When to Use Other Consultants
Assisting on a Large Project
A large project may offer opportunities to gain invaluable experience, work with a prestigious client, and ensure a long-term assignment. However, taking on projects that are too large can detract focus needed for other client projects, or may simply monopolize your time entirely if handled alone. If the project is too good to turn down but you feel you can't handle it alone without threatening current client relationships or your own work/life balance - or if you simply feel that a project of this magnitude would be better managed with a second perspective and set of eyes - this may be an ideal opportunity to partner with another independent consultant.
Managing an Overwhelming Workload
As an independent consultant, your consultancy's success depends on your ability to maintain a steady workload. For those who have suffered through lean times in the past, it may be difficult to turn down any potential project that comes your way - even if your plate is already full. Unfortunately, sometimes this can result in the realization that you've bitten off more than you can chew, and simply don't have the time or resources to manage your workload. Instead of falling behind or making excuses to clients, outsourcing some of your workload by partnering with another independent consultant in your field can help alleviate some of the pressure and allow you to give each client the attention they deserve.
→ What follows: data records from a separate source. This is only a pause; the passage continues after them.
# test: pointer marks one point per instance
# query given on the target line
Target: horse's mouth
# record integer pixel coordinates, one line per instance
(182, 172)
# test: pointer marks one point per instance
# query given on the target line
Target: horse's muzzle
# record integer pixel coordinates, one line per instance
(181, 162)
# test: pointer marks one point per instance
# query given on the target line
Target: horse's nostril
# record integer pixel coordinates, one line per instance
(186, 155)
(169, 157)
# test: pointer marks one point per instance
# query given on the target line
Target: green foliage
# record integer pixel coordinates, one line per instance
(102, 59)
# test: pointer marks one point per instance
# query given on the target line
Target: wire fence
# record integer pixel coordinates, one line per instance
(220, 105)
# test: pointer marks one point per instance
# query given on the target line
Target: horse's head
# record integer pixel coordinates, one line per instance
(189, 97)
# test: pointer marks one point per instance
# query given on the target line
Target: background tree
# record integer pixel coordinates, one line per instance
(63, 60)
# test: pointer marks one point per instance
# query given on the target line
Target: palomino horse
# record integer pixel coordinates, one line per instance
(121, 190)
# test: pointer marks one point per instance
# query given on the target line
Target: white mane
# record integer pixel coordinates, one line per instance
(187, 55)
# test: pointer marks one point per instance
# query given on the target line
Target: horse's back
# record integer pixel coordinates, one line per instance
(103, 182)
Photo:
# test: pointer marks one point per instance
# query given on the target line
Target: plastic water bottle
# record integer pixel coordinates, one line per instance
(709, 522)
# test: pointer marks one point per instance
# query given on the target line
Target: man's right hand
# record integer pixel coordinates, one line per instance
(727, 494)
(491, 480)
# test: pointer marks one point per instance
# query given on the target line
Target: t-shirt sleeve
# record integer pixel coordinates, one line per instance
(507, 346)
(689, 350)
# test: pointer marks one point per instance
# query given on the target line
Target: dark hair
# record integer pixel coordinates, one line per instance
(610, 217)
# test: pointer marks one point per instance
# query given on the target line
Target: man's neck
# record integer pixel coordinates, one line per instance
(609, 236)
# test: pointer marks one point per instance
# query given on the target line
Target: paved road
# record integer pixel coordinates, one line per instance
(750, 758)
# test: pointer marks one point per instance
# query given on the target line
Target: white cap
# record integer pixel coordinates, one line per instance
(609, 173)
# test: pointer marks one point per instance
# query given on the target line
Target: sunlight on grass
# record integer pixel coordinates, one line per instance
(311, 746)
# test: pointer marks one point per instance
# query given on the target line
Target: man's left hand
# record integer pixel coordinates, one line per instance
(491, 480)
Filling in Gaps in Expertise
While independent consultants are fairly experienced and familiar with most aspects of their industry, they also tend to have areas of specialty and expertise. While the majority of a client's project may call for your specific specialty, it may also require expertise in a niche that is not your forte. In order to deliver a final product or project that fully meets - or exceeds - your client's expectations, using another independent consultant who specializes in that niche area can fill in the gaps in your expertise.
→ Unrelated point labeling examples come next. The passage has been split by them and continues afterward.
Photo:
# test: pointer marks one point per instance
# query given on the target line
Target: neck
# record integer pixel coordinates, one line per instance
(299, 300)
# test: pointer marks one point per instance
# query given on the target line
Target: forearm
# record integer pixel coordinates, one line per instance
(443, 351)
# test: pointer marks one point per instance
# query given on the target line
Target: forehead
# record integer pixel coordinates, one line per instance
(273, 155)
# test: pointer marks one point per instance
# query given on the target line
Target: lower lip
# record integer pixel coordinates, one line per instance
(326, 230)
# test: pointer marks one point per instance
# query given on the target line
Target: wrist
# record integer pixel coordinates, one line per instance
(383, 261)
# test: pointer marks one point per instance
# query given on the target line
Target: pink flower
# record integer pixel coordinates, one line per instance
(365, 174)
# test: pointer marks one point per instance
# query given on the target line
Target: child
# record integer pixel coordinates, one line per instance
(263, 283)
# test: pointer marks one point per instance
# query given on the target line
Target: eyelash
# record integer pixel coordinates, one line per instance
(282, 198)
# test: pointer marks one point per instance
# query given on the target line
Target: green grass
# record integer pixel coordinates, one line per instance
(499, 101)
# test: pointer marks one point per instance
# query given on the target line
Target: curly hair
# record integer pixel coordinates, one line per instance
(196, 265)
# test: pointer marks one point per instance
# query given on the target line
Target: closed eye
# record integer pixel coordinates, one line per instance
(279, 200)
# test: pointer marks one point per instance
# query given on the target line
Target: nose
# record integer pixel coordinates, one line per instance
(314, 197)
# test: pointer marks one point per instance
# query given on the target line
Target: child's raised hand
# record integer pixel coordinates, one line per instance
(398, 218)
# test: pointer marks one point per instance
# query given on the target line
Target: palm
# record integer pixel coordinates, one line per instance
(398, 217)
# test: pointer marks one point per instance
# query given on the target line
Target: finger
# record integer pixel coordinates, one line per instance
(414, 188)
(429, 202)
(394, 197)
How to Find Other Independent Consultants
Groups and organizations explicitly for independent consultants can put you in touch with a network of consultants from a variety of fields and industries who are likely interested in connecting with other consultants. Here at MBO Partners we offer our members the MBO Access networking tool to connect with other independent consultants in our network.
Internet/Social Media Groups
The Internet is a powerful research tool, and even a simple Google search can be a good starting point for finding local independent consultants in your field. However, keep in mind that contacting a consultant with whom you have no prior relationship can feel like the equivalent of a cold-call from a telemarketer if not handled properly. Still, simply using your search to familiarize yourself with other consultants in your industry can be beneficial.
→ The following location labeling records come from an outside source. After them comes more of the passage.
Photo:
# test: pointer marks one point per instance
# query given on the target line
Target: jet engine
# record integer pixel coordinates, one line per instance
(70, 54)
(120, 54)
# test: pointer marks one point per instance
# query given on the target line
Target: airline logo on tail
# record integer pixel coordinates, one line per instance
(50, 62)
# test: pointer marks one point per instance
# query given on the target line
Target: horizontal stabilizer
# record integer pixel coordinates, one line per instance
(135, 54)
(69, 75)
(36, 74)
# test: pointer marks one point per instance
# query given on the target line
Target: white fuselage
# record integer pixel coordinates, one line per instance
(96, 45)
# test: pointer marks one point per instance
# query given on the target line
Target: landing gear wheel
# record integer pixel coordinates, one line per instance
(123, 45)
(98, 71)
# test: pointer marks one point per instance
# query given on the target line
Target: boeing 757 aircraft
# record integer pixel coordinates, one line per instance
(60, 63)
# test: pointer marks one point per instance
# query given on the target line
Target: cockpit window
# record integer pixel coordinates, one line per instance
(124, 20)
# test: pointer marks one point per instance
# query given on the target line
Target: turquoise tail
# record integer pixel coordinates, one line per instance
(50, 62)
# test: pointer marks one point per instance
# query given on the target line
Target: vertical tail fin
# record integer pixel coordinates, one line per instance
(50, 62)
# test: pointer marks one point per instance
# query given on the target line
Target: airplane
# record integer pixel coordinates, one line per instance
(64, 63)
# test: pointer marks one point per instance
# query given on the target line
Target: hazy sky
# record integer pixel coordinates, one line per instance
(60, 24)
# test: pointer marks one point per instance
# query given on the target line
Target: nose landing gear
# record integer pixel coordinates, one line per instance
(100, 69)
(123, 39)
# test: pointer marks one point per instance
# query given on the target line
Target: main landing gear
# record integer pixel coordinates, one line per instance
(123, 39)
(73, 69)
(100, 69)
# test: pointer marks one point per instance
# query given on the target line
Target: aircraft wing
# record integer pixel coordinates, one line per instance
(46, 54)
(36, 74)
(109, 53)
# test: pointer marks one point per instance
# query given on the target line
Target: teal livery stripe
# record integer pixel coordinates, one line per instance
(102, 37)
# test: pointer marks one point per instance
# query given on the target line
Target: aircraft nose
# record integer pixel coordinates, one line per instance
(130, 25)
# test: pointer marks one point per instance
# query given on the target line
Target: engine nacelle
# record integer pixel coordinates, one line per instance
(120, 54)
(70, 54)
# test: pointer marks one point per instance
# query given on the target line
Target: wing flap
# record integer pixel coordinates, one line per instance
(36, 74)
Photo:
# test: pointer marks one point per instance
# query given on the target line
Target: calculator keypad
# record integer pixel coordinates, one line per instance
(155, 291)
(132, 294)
A better use of the Internet to find other independent consultants would likely be social media groups created specifically for consultants on sites like LinkedIn. For instance, LinkedIn Groups offers a variety of groups specifically for consultants and independent workers to connect, network, and collaborate.
Through Referrals and Colleagues
Though this method may be easier for an established consultant than a new independent consultant, using your network of business connections can be an excellent way to find other independent consultants. Try contacting vendors or subcontractors you've used, or even current and past clients. If they're contacts you've established a strong relationship with, you can likely trust their judgment when it comes to referrals of other independent consultants.
How to Work Deals with Other Consultants
Focus on Mutual Benefits
One of the main keys to successfully working deals with other consultants is to think of them somewhat as prospective clients. You would never approach a client proposal from the angle of how much you'd benefit from getting the job; you focus on what you can do to benefit them. When working a deal with another consultant, focus the conversation on how they would benefit from collaborating and working with you on this project.
Establish a Written Contract
Although you are both business professionals in the same field, don't make the mistake of assuming that professional respect and courtesy make a written contract unnecessary. On the contrary, it's essential to get any agreement established with another consultant clearly written out in a formal contract; this is not only for the benefit and protection of both consultants, but for the client as well.
Clearly Define Roles
When two people who are used to working independently are suddenly partnered on a project, there may be a bit of an adjustment period - or, worse yet, a power struggle. This is even more of a possibility if roles are not clearly defined. When collaborating with another independent consultant to work on a project, make defining roles and responsibilities a very early step in the process. Clearly spell out whether one client is managing the project or responsibilities are shared equally, who will be the point of contact with the client, who is responsible for what deliverables and components, etc. With clearly defined roles - and a strong, well-understood communication process - in place, the project is likely to go much smoother, and there is a better chance of forging a strong, lasting relationship with the other consultant.